I am a self-studies and this is a hw problem from a complex analysis scourse I've been doing.
The problem set pertains to the topic Automorphism Groups and has a high concentration of fractional linear transformations. So I would be appreciative of any help, but especially if those concepts are applicable.
Show that for any points $a, b\in D$, the unit disk, there is a unique circle $C$ passing through $a$ and $b$ and meeting $\partial D$ orthogonally. (Suggestion: Prove first that the only circles through $0$ and perpendicular to $\partial D$ are diameters of D.)
As far as the hint goes, it makes sense that radii are perpendicular to tangents to the circle, so if the radii lie on a line, it is a diameter.

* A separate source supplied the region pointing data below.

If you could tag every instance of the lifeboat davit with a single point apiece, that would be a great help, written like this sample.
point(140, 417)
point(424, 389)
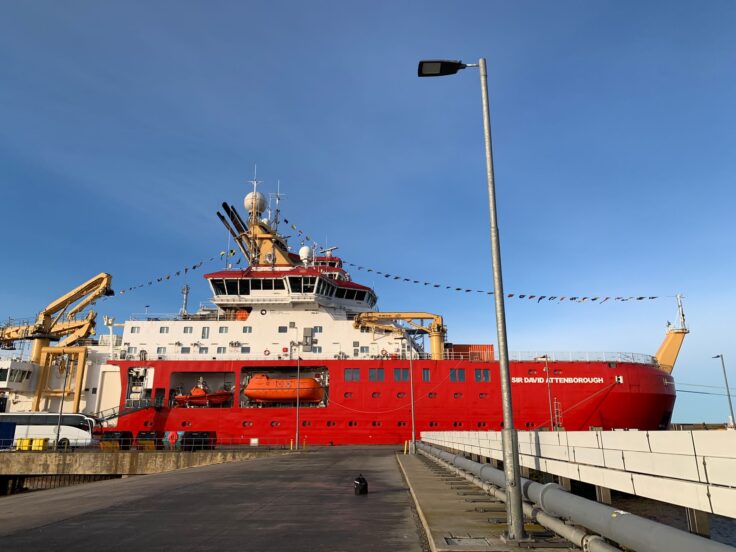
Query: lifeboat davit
point(262, 388)
point(201, 397)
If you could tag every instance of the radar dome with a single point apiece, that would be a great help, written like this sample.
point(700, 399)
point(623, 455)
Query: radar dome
point(255, 201)
point(305, 253)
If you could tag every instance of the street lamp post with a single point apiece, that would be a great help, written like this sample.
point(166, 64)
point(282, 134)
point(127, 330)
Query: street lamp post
point(514, 515)
point(728, 391)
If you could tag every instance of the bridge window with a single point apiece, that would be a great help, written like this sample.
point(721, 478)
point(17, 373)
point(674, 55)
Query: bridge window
point(375, 374)
point(457, 374)
point(401, 374)
point(352, 374)
point(482, 375)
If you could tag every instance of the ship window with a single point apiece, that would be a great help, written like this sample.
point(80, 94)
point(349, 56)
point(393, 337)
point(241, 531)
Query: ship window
point(308, 284)
point(231, 286)
point(457, 374)
point(295, 283)
point(401, 374)
point(218, 286)
point(375, 374)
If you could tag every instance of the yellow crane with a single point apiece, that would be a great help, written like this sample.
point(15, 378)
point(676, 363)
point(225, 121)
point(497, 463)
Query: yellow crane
point(59, 322)
point(435, 327)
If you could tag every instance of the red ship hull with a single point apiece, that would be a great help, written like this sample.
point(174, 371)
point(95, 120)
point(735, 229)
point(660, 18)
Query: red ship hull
point(359, 409)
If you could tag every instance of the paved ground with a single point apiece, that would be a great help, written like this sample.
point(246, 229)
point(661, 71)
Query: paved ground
point(298, 502)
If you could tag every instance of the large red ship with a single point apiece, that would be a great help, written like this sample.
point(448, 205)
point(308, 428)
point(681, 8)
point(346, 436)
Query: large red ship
point(293, 349)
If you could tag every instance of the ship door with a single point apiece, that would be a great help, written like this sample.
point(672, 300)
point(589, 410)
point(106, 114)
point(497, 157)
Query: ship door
point(159, 397)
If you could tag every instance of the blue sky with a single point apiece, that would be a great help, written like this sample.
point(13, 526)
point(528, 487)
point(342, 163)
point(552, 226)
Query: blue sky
point(123, 126)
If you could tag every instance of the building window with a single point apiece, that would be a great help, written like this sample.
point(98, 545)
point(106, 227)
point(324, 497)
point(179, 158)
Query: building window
point(375, 374)
point(401, 374)
point(457, 374)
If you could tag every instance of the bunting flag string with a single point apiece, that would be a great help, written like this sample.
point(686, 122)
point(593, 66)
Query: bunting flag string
point(600, 299)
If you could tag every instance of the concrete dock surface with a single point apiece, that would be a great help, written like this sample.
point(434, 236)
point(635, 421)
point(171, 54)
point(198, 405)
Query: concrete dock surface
point(298, 502)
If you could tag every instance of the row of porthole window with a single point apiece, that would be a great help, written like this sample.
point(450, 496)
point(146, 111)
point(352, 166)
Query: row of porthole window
point(402, 395)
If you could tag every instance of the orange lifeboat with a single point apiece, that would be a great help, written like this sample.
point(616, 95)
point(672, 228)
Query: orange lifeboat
point(261, 388)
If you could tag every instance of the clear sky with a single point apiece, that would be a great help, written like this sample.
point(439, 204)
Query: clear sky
point(123, 126)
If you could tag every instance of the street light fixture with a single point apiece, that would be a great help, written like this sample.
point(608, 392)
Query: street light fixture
point(514, 515)
point(728, 391)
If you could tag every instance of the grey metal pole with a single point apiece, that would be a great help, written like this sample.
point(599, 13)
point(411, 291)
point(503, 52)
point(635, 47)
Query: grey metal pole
point(728, 391)
point(514, 512)
point(413, 444)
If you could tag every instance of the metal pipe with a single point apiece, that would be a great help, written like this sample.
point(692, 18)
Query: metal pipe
point(510, 443)
point(626, 529)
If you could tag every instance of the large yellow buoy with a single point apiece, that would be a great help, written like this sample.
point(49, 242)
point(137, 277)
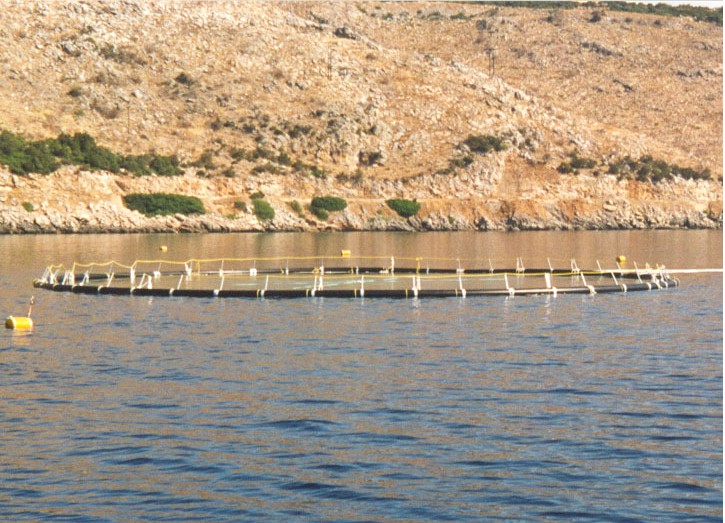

But this doesn't seem like much of a proof.
Also as far as the general case, I can see how a circle through $a$ and $b$ and centered outside of $D$ can have orthogonal intersections with the $\partial D$ and how the respective right triangles formed by $0$ and the two tangents to the circle from the center of $C$ work.
But I would appreciate help proving the existence and uniqueness. Especially if there is a way using fractional linear transformations.
Thanks
different problems may be easiest in different models. This one is best in the upper half plane. You need to know that any Mobius transformation preserves angles (including right angles) and maps any line or circle into either a line or circle.
To take the unit disc to the upper half plane, use $$ f(z) = \frac{z + i}{iz+1}. $$
To take the upper half plane to the disc, use $$ g(z) = \frac{iz + 1}{z+i}. $$ Which, now that I look at them together, are just reciprocals.
In the upper half plane, given two distinct points, there are just two possibilities. If two points are on a vertical ray, because both have the same real part, that is the line through them. If the two points have different real parts, draw the ordinary line segment between them, draw the perpendicular bisector of that segment, it meets the real axis at a point, call it $P.$ The semicircle with center at $P$ that passes through both original points is what you want.
In both cases, the curve described is mapped to the unit disc to either a diameter or a circular arc that is orthogonal to the boundary. It is worth the exercise to find out what happens to $z = A + i e^t$ under the mapping $ g(z) = \frac{iz + 1}{z+i}. $ Here $A$ is real constant, $t$ the real variable.